Youngest Sister was clear of eye and voice when I saw her in the cancer ward. She had no tears, no fears, and was vibrantly alive. You see, she had spent a lifetime growing in her faith. She was looking past that impostor, Death, to her new life.
Over the past two years, it turns out, she had always assumed that she would have about two years. Youngest Sister and her family had their lives in order and were living every day to the fullest. As her hair grew back in, two summers ago, it had not one gray strand, and was wonderfully curly. They hiked, camped, did scouting and sports, beyond their deep-rooted involvement in their church family.
Last year, she homeschooled her daughter, of whose unusual perceptiveness I wrote. This freed the two of them to road trip to Arizona. I took them on a whirlwind tour of southern Arizona, a prelude to the two of them hiking down to the bottom of the Grand Canyon and back up again. So, she spent every day living and filling her children with understanding for this life and the next. Two weeks before her death, she had ridden 50 miles on a racing bicycle, the longest training ride for a two-day road race she planned to ride with her eldest son.

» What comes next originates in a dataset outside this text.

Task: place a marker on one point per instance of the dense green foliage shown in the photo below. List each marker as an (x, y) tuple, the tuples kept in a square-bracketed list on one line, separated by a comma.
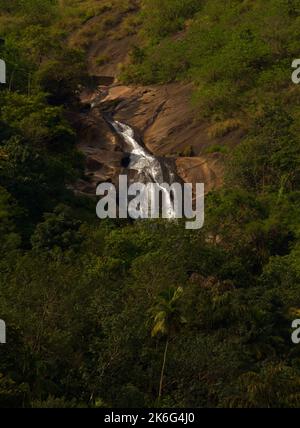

And then, there we were, a constantly changing set of family and friends filling her hospital room. There were plenty of tears among us, over the four days from Tuesday to Friday. I did not see her cry, although I left her when her husband brought in their children — when I am told Youngest Sister gave them the Christian mom talk about meeting and choosing a mate. As friends visited, Youngest Sister assigning her many tasks to scouting and church women. Finally, as our parents, all of us siblings, her children, and friends had all said our temporary goodbyes, she slipped more into sleep.
In the early hours of Saturday, July 14, 2018, Youngest Sister woke from the dream of this life, rising into Light. In that moment, she finally knew as her Creator had always known her. To have seen her past three years on this world is to get an understanding of the Scripture:
For to me to live is Christ, and to die is gain.